Hace poco más de un año, en la Fiesta del Libro y la Cultura de la ciudad de Medellín, presentamos el libro Mujeres, memoria y resistencia, publicado por la Universidad de Antioquia, con la autoría de Diana Sofía Villa y quien escribe esta columna. El mismo consta de cuatro crónicas que muestran la fortaleza, lucha y resistencia de algunas mujeres alrededor de sus derechos, los de sus familiares y de sus congéneres; mujeres de fuego que buscan a sus desaparecidos, a los miles de falsos positivos y víctimas del conflicto, y quienes reivindican sus derechos; mujeres que buscan la verdad; mujeres que son ejemplo de persistencia, resistencia, y horizontes de luz y esperanza.

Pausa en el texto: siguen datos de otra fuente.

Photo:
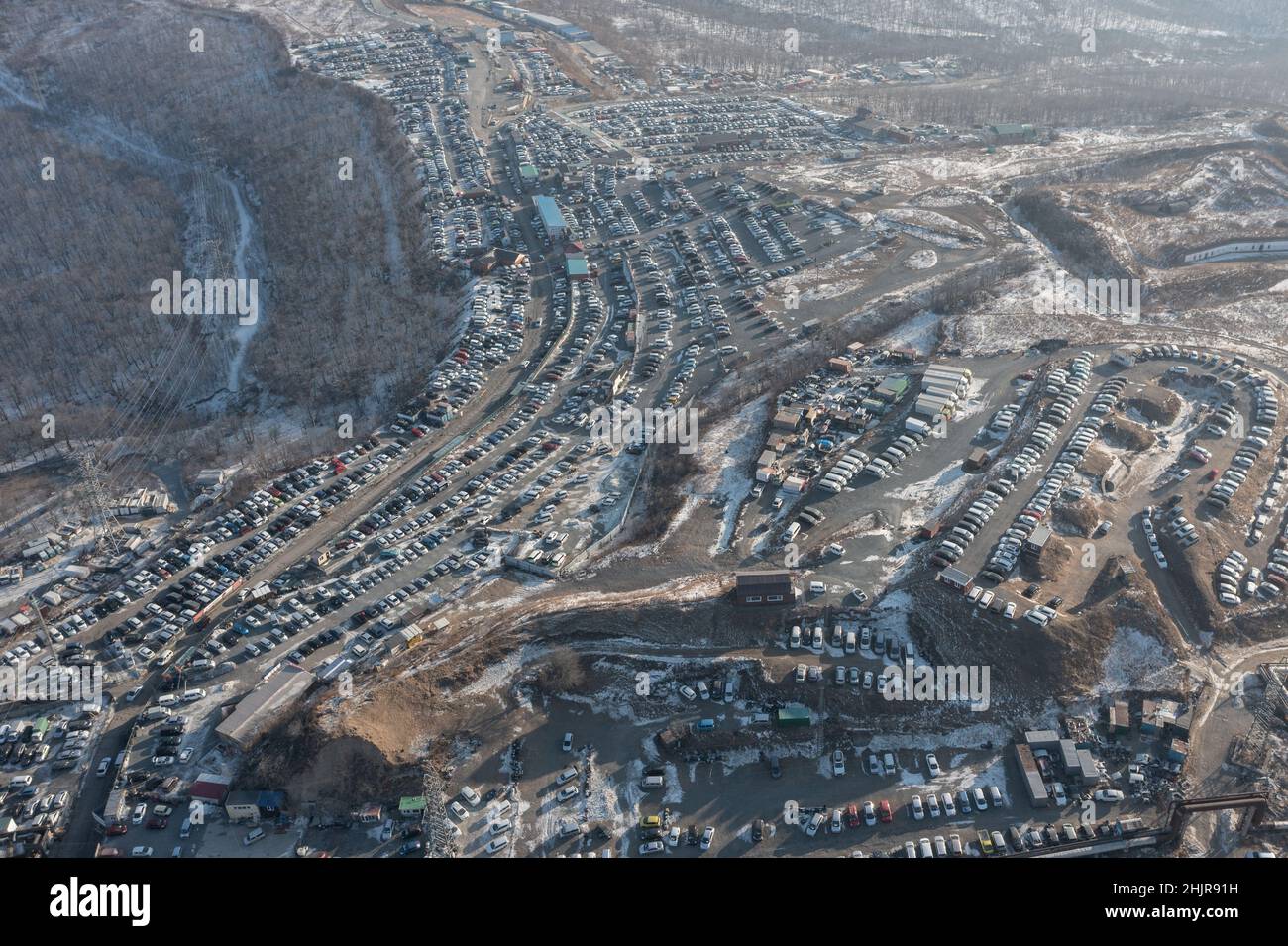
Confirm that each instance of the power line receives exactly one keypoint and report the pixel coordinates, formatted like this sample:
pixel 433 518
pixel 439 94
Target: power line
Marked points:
pixel 97 504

En nuestro país, las mujeres han estado en el centro del conflicto y lo han padecido de múltiples formas: sus cuerpos han sido violentados, abusados por los actores de la guerra; han sido asesinados sus hijos e hijas y sus esposos; las han arrancado de sus tierras y han tenido que buscar refugio para ellas y sus hijos e hijas en la selva de cemento de las frías laderas de las ciudades; todas ellas, a pesar de una historia de conflicto que las desgarra, siguen buscando justicia.

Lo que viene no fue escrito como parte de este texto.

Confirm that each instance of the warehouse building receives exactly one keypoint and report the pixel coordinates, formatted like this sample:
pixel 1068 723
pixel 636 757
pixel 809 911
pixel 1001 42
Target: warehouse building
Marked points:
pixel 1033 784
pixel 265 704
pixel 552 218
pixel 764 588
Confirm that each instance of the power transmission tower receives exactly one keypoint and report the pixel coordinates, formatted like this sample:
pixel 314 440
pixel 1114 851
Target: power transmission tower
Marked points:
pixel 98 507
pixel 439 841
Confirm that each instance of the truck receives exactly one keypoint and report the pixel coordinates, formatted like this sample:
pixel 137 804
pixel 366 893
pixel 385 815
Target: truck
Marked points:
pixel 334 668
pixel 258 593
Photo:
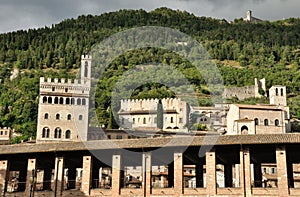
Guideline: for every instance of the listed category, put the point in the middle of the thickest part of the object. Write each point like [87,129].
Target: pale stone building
[142,114]
[64,106]
[260,119]
[246,91]
[5,135]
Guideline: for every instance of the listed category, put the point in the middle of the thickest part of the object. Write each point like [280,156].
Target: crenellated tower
[64,106]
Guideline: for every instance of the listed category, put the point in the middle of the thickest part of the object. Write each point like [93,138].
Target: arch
[44,99]
[46,116]
[68,134]
[83,102]
[78,101]
[57,132]
[45,132]
[68,101]
[276,122]
[172,120]
[266,122]
[256,121]
[50,100]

Precisamente, una de las miles de historias de estas mujeres de fuego que se narran en el libro se centra en la masacre, o más bien, el genocidio llevado a cabo en la vereda La Esperanza, en el Carmen de Viboral (Antioquia), hasta donde llegaron en el año 1996 paramilitares comandados por Ramón Isaza, alias “el Viejo”; quien fuera entrenado por el israelita Yair Klein e irrumpieron secuestrando a varios campesinos, asesinando a otros en el casco urbano del pueblo incluido el personero, quien había realizado denuncias sobre las autodefensas como responsables de estos hechos y desapareciendo a algunos de sus habitantes los hombres “secuestrados” y desaparecidos se suman a la lista de más de 121.000 desaparecidos en los años del conflicto en Colombia.
Siendo una niña, Claudia, de un poco más de 5 años de edad, se aferra a las piernas de su padre mientras un grupo de las autodefensas campesinas del Magdalena Medio, de forma violenta, la desprenden de su ser amado; a sus escasos años ya sabía de la guerra, del dolor, y tal vez por eso se aferró a su padre como previendo que nunca más lo vería…
Este año se cumplen 28 largos años de ese suceso y del genocidio en la vereda La Esperanza, y Claudia, junto a tantos otros, sigue buscando y luchando por encontrar a sus familiares, o al menos conocer la verdad sobre lo que pasó, saber dónde están sus seres queridos para darles el necesario ritual de despedida. Como decía Fernando Vallejo, “uno solo muere cuando lo olvidan”. La desaparición forzada es la peor atrocidad de la guerra por dejar una incertidumbre habitando permanente en el alma de estas luchadoras, hacedoras de la nueva historia que vendrá, mujeres de fuego, luz en la oscuridad de la guerra.
El reconocimiento y perdón institucional hecho por el Gobierno nacional esta semana en el Carmen de Viboral, en cabeza del Presidente de la República, tiene un valor simbólico enorme, no solo para las víctimas de esta masacre, sino para los funcionarios con cargos administrativos que deberían hacer lo propio a lo largo y ancho del país, pues se genera, de esta forma, una apropiación y responsabilidad social para con la verdad y la memoria histórica como decía José Saramago, “somos la memoria que tenemos. Sin memoria no existimos”.
La memoria histórica, la verdad, contar los hechos, escuchar a las víctimas, son asuntos urgentes para desentrañar y exorcizar la guerra, para que las futuras generaciones sepan sobre lo sucedido y esta demencial historia no se repita más. Para ello es necesaria la pedagogía de la paz como una obligación moral y política. Es el momento, para Colombia, de convertir el Informe de la Comisión de la Verdad en una reflexión social, una hoja de ruta en los procesos de formación de las futuras generaciones.
Nada de ello podrá ser ni habría sido posible sin estas mujeres de fuego cuyas luchas son un camino por recorrer para que no nos falte la esperanza.